Networks, Creativity, and Time: Staying Creative through Brokerage and Network Rejuvenation
Giuseppe Beppe Soda, Pier Vittorio Mannucci & Ronald Burt
Academy of Management Journal, forthcoming

Abstract:

In this paper we adopt a dynamic perspective on networks and creativity to propose that the oft-theorized creative benefits of open networks and heterogeneous content are less likely to be accrued over time if the network is stable. Specifically, we hypothesize that open networks and content heterogeneity will have a more positive effect on creativity when network stability is low. We base our prediction on the fact that over time network stability begets cognitive rigidity and social rigidity, thus limiting individuals’ ability to make use of the creative advantages provided by open networks and heterogeneous content. On the contrary, new ties bring a positive “shock” that pushes individuals in the network to change the way they organize and process knowledge, as well as the way they interact and collaborate – a shock that enables creators to accrue the creative advantages provided by open network structures and heterogeneous content. We test and find support for our theory in a study on the core artists who worked on the TV series Doctor Who between 1963 and 2014.


Productivity, Place, and Plants
Benjamin Schoefer & Oren Ziv
NEBR Working Paper, May 2021

Abstract:

Why do cities differ so much in productivity? Using a split-sample IV strategy, we document that up to three quarters of the large measured dispersion in productivity across US cities is spurious and reflects the "luck of the draw" of idiosyncratically heterogeneous plants. Due to this granularity bias, economies with randomly reallocated plants exhibit nearly as high a variance as the empirical economy. For new plants, four fifths of the raw dispersion reflects granularity bias, and their productivity is only imperfectly correlated with that of older plants, which dominate measured productivity levels. These US-based patterns broadly extend to European countries.


 

The Life Cycle of Businesses and Their Internal Organization
Elizabeth Weber Handwerker, Sara Moreira & David Piccone
AEA Papers and Proceedings, May 2021, Pages 587-592

Abstract:

We document new stylized facts on the occupational mix of businesses in the United States and how their internal organization evolves over their life cycles. Our main empirical finding is that younger businesses have fewer hierarchical layers and lower span of control than comparable older businesses do.
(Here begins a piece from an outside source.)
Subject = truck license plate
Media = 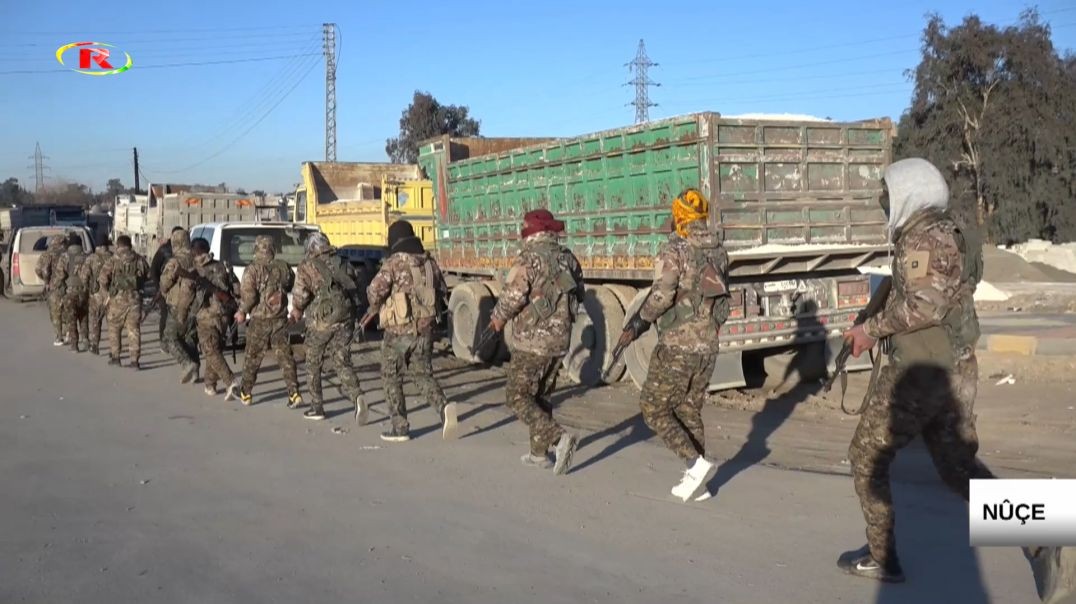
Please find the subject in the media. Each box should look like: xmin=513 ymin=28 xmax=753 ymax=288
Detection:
xmin=762 ymin=279 xmax=799 ymax=294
Our results suggest that businesses become simultaneously more hierarchical and increase their managerial span of control over their life cycles. We show that this pattern is not entirely driven by selection or differences in size and is pervasive across cohorts and sectors.


The local innovation spillovers of listed firms
Adrien Matray
Journal of Financial Economics, forthcoming

Abstract:

This paper provides evidence of local innovation spillovers (i.e., innovation by one firm fostering innovation by neighboring firms). First, I document that exogenous shocks to innovation by listed firms affect innovation by private firms in the same geographical area and that such local innovation spillovers decline rapidly with distance. Second, these local innovation spillovers stem from knowledge diffusing locally through two channels: learning across local firms and inventors moving from their employer to both existing firms and newly started spin-outs. Finally, I study the two-way relations between innovation spillovers and the availability of capital. I find that local innovation spillovers cause venture capital funds from outside the area to invest more in the local area, and that capital availability amplifies local innovation spillovers.